Do you enjoy reading books and studying different forms of literature? Are you interested in how texts relate to history and social development? Are you fascinated by how authors shape their writing to suit audiences? Do you want to improve your knowledge, experience and appreciation of novels, drama and poetry?

If so, English Literature A Level could be perfect for you. Join us as we travel through different genres, exploring a variety of texts and evaluating their impact on audiences across time.

Alongside the exploration, you will be taught vital skills, including how to analyse texts and how to construct formal essays. Both of these skills are highly desirable to both universities and employers.

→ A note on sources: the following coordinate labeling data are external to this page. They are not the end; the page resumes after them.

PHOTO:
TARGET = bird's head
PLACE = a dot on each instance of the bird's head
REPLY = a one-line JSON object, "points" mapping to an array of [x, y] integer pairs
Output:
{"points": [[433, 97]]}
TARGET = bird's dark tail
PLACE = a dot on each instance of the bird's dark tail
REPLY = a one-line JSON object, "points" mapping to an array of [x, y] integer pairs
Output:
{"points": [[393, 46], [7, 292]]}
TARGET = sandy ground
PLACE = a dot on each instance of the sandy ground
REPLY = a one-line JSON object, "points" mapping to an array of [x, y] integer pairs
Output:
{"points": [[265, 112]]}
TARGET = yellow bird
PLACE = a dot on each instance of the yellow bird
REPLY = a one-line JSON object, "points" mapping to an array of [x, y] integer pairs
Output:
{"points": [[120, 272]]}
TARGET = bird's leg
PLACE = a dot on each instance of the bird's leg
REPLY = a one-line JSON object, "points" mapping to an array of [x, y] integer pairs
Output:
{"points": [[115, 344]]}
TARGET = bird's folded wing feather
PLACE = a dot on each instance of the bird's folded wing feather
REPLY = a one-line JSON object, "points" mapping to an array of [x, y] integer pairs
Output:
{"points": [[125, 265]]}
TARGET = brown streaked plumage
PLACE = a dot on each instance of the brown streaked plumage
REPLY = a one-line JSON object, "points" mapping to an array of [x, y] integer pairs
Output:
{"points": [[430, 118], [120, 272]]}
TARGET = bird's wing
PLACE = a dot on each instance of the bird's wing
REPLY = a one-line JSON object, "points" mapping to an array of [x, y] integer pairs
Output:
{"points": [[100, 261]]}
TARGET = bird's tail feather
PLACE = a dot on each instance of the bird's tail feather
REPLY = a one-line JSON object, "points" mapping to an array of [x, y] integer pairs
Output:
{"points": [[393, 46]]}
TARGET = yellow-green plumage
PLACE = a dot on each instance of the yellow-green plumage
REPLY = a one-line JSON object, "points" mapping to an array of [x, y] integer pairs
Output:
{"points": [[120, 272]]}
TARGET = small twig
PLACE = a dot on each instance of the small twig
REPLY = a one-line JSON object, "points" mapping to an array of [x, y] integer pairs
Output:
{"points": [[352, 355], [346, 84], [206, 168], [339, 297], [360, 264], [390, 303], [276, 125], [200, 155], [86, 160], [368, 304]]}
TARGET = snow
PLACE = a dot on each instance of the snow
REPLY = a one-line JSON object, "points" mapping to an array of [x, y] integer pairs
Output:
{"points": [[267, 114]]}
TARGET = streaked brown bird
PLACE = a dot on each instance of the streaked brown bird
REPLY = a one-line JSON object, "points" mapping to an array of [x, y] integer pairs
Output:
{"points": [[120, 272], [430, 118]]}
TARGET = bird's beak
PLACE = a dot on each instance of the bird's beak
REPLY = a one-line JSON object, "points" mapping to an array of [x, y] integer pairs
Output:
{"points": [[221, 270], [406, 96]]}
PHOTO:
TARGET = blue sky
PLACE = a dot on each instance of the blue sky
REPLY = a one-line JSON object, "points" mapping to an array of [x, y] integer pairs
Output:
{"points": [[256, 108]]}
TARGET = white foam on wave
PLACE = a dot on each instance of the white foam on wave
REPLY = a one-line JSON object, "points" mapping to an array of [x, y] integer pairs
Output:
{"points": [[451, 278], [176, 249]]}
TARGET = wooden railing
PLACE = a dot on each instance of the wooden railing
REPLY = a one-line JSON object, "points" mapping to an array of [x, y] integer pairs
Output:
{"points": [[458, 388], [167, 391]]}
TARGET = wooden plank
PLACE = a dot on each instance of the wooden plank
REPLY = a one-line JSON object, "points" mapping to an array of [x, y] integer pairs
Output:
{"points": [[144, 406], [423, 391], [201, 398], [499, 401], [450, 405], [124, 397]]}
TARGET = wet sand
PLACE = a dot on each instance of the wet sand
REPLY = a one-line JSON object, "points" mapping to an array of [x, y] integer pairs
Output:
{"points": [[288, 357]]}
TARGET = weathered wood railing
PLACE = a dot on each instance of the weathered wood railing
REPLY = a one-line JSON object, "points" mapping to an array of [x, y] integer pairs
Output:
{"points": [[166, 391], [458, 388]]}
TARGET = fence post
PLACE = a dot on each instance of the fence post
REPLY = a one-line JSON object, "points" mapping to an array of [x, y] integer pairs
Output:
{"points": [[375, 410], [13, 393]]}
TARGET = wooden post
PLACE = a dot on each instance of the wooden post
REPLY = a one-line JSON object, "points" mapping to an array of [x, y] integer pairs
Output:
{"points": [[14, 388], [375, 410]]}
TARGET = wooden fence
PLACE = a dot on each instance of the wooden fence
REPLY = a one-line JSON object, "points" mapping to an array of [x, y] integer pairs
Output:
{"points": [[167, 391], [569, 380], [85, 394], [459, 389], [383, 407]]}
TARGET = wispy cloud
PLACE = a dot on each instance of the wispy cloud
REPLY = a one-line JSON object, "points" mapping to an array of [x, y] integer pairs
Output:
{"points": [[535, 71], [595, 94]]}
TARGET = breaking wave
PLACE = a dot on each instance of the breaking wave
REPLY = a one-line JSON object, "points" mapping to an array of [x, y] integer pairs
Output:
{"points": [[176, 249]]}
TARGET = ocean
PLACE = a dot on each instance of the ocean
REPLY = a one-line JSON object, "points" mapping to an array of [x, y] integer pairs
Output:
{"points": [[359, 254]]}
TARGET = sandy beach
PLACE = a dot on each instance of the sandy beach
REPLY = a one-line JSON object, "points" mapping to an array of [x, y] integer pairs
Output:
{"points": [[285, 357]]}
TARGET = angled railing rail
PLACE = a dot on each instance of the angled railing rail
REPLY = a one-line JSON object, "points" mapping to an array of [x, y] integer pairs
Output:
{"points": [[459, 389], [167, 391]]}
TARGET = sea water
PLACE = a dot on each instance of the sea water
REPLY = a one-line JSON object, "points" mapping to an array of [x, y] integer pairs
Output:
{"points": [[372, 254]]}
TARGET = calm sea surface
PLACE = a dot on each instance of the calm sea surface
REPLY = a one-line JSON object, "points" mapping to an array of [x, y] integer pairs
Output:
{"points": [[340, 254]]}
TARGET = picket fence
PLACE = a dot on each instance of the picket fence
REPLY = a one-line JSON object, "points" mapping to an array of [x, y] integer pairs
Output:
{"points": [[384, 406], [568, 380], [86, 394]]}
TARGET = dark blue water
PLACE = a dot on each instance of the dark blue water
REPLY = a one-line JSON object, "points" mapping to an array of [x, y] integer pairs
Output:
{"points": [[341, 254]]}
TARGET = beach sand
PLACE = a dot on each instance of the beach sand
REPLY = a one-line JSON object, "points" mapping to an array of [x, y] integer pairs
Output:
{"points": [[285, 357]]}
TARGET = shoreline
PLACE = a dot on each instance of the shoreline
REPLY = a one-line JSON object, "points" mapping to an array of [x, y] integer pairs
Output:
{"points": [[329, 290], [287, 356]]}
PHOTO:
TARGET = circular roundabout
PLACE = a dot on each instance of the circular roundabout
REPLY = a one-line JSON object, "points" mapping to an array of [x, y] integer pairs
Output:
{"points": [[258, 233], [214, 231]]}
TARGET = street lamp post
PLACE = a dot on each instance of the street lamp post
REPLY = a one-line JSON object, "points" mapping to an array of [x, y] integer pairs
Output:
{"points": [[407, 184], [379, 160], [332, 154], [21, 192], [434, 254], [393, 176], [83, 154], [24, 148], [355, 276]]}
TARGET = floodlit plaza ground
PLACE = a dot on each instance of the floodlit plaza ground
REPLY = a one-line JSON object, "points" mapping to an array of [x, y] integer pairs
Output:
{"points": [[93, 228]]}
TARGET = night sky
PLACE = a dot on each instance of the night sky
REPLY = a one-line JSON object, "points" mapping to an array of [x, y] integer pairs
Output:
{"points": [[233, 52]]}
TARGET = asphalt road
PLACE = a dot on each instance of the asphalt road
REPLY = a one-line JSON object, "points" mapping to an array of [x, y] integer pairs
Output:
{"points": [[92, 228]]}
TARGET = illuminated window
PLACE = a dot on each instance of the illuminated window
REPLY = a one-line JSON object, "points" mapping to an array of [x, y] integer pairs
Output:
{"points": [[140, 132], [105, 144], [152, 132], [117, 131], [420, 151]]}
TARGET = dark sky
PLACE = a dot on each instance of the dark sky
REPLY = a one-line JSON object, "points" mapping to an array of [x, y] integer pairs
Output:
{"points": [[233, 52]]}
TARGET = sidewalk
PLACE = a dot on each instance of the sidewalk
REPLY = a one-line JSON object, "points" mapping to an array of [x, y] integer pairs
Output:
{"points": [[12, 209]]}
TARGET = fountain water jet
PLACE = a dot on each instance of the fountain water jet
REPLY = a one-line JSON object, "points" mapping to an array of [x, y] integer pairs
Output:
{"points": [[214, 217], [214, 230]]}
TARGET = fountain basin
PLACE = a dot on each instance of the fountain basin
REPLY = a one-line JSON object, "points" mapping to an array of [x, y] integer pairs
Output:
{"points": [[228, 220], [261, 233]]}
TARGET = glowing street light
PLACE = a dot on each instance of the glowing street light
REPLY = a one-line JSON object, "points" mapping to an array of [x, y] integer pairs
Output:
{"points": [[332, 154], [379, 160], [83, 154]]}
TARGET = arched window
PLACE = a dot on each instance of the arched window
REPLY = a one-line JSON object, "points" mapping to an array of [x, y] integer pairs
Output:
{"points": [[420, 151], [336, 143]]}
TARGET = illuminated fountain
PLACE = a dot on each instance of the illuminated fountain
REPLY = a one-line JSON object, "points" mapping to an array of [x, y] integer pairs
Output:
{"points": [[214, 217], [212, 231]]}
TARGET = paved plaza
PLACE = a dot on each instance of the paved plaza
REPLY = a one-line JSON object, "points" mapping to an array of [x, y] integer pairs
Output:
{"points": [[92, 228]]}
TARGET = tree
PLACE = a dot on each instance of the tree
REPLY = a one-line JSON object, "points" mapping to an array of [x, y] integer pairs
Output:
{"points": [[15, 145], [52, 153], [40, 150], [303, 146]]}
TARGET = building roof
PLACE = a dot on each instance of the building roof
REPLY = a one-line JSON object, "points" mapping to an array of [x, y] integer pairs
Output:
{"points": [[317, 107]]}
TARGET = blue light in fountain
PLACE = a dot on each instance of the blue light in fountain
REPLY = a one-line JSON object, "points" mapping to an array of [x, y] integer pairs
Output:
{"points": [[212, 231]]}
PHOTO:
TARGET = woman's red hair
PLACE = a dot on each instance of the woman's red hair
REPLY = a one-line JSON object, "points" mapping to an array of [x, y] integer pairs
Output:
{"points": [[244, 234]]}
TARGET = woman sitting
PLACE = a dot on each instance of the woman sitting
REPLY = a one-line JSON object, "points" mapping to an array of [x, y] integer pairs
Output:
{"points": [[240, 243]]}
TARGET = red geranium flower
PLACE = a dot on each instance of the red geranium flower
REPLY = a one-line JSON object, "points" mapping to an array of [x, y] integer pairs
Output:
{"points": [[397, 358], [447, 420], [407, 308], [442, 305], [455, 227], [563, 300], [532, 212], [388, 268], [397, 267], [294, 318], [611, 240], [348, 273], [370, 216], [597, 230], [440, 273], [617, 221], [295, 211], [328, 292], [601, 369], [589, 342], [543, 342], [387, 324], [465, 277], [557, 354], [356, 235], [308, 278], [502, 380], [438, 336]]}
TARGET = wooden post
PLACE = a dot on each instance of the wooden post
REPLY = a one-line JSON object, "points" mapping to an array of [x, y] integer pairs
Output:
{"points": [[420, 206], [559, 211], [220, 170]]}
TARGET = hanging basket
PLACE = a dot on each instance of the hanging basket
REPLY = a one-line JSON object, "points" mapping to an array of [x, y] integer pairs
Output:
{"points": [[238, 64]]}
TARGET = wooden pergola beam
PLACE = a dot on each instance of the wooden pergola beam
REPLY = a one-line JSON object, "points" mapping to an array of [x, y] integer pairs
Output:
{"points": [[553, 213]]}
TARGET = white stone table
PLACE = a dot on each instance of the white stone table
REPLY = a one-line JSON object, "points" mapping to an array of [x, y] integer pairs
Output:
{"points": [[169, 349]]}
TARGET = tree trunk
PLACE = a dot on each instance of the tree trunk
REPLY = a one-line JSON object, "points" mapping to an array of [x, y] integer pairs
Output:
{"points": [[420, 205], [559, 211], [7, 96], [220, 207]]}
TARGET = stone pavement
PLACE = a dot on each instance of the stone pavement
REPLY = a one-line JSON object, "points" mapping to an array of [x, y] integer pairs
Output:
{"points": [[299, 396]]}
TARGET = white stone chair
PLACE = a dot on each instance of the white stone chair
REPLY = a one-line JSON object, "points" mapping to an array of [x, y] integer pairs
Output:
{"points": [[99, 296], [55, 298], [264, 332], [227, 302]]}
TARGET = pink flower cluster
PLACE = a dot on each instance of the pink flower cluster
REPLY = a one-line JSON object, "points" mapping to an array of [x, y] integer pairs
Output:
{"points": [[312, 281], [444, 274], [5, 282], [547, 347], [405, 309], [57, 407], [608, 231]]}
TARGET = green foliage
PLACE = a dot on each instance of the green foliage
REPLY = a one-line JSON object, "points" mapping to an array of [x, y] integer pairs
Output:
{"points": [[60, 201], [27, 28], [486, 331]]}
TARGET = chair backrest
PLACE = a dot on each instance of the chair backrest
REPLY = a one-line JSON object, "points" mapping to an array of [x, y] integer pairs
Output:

In addition, the ability to communicate and discuss opinions and aspects of the course is vital to success: all ideas are welcome!

Future Opportunities

Move on to a host of courses at university, including English, politics, humanities or social sciences. English develops the skills you need to succeed in a wide range of careers and sits alongside most other courses.

What are the entry requirements?

Five or more GCSE Grades 9-4 or equivalent, including minimum of Grade 5 in GCSE English Literature.

What will I study?

The course enables you to study a variety of different texts including prose, drama and novels. These will encompass different genres and periods of history, and you will also be expected to select texts yourself for wider reading outside of lessons. It is important that you have a passion for reading a range of literature and that you have a creative, open mind to explore new areas of study and different ways of thinking.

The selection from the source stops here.